Bem, voltemos então aos planos do problema proposto do grupo ao qual
pertence. Após muita deliberação, tomam uma decisão: evitar os pretensos
canibais e as prováveis tempestades e enveredar pela rota mais distante. Decisão tomada e após longas semanas que se
somam meses, e sem comida e distante da terra, os homens começam a se alimentar
dos mortos. Os minguados e alucinados sobreviventes – dentre eles, você, são
salvos por um navio que passava - vindo das ilhas onde acreditavam que existiam
ferozes canibais, mas que na verdade eram habitadas por pessoas aprazíveis e
hospitaleiras.
Como poderiam ter sido atormentados por esse medo sabendo que a extrema urgência
da fome se abateria entre todos, assim com a sede?
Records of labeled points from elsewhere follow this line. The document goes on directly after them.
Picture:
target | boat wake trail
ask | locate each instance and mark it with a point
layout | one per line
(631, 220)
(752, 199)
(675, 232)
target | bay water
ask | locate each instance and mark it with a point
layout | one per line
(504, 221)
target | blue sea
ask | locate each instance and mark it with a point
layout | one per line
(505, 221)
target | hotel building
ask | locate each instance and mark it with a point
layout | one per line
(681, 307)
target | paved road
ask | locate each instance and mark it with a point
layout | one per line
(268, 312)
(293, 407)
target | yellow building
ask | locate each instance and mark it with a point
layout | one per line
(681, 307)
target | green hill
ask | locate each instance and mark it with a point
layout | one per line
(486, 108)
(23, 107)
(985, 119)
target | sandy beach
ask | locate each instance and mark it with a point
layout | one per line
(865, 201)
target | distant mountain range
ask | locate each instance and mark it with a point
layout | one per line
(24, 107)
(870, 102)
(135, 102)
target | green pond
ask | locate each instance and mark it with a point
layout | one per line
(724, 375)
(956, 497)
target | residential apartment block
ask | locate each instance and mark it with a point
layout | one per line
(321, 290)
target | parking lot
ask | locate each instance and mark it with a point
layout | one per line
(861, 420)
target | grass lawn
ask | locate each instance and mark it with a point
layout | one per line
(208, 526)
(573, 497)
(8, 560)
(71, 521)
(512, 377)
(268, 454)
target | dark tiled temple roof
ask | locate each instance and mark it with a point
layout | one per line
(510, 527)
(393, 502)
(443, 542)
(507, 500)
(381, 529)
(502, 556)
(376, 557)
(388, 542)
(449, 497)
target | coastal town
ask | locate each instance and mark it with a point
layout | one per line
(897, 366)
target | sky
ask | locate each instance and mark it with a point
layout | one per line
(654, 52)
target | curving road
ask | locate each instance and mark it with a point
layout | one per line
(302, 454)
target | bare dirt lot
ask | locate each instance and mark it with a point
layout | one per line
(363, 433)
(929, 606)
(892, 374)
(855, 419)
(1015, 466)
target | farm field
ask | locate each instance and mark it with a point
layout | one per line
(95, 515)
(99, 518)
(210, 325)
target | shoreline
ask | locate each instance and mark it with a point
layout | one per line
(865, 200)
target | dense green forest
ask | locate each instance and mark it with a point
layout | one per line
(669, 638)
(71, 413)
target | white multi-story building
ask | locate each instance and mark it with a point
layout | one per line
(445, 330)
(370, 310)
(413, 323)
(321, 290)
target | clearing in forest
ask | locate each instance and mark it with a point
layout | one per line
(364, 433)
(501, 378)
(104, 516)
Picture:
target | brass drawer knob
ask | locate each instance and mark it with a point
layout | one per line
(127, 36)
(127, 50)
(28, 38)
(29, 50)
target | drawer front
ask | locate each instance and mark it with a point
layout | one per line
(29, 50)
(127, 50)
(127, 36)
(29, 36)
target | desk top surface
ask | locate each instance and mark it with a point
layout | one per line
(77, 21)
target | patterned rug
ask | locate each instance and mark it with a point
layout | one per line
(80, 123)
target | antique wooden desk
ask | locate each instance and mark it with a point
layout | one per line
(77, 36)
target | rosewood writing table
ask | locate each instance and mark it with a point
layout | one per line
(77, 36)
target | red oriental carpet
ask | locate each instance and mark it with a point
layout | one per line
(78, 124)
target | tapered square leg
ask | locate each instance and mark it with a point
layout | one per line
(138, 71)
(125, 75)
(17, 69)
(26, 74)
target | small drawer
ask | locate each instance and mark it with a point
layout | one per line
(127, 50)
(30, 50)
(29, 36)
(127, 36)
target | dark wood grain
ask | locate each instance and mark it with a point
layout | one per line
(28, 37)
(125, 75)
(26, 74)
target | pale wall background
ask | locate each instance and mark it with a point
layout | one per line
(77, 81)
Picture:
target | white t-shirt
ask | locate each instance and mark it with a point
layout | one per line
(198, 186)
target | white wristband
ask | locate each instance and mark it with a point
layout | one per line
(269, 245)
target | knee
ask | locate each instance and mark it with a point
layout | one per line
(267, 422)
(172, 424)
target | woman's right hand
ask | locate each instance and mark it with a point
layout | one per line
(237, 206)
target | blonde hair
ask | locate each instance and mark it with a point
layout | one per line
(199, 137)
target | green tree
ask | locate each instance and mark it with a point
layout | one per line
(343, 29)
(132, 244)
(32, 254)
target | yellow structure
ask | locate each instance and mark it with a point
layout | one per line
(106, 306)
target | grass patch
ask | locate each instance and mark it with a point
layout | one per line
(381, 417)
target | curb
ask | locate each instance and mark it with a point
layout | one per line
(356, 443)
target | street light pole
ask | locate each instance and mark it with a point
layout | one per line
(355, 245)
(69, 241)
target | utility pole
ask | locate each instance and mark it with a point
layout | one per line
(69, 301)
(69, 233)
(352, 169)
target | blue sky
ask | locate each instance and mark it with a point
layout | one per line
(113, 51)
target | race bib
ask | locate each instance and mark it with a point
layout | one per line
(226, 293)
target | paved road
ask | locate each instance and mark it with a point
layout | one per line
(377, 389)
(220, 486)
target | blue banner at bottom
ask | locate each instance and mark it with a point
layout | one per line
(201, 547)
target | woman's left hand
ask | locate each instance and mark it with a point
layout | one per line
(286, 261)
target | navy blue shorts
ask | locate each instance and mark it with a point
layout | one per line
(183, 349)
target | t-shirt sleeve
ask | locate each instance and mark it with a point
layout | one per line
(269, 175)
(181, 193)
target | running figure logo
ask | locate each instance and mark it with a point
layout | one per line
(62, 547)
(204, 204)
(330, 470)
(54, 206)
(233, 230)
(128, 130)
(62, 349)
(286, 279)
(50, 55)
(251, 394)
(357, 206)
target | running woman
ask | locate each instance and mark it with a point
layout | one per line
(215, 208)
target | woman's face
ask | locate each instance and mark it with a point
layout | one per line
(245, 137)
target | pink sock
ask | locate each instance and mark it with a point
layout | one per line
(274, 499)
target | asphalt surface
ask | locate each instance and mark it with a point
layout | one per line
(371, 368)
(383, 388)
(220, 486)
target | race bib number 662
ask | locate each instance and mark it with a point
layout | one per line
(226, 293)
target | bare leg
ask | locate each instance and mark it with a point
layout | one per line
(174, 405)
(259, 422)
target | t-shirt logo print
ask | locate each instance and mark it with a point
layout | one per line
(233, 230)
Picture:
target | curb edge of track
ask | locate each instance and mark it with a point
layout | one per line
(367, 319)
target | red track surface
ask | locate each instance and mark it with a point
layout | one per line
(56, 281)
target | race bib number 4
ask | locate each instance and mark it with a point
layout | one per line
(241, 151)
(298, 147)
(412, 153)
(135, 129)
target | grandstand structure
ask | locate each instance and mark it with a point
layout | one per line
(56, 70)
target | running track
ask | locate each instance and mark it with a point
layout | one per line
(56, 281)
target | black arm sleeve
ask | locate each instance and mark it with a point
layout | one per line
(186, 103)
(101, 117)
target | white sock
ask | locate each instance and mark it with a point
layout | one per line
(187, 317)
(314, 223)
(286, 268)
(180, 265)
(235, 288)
O romancista Vladimir Nabokov disse que o melhor leitor tem uma
combinação de dois temperamentos muito diferentes: o lúdico e o científico. Um bom leitor tem uma paixão de artista, uma
possibilidade de ser apanhado na história, mas, com a mesma importância, o mesmo
leitor também precisa da frieza de julgamento de um cientista, que age para
acalmar e complicar as filhas intuitivas do leitor à história. Como vimos no problema proposto, você e seu
grupo não tiveram problema com a parte criativa onde imaginaram uma série de
cenários horríveis. O problema do grupo é que deram ênfase na imaginação da
parte da história errada. Voltaram para
a promoção da parte mais sinistra. Naquela que seria a opção mais fácil para
uma viagem relativamente tranquila que os levariam às ilhas onde “instalaram”
os canibais. Mas, se ao contrário,
tivessem dado voz à parte científica teriam sido capazes de ler os seus medos
com mais frieza de julgamento. Desta forma arranjaram os ouvidos a um conto criativo
de extremo medo, em abandono de um menos violento, mas mais provável para uma
completa inanição que se tornou canibalesca.
Se tentássemos ler nossos medos, e deixássemos com menos intensidade
sermos influenciados pelo mais indecente entre eles, notaríamos algumas coisas
sutis que nos levasse a ser mais condescendes com nossas pequenas decisões. Lidos de maneira correta, os nossos medos são
um dom da imaginação, um tipo de clarividência diária, uma forma de antever o
que poderia ser o futuro quando ainda há tempo para influenciar como o futuro
se desenrolará. Adequadamente lidos, os
medos podem nos oferecer algo tão precioso como as obras de literatura
favoritas: um pouco de sabedoria, um
pouco de perspicácia e uma versão da coisa mais ardilosa - a verdade.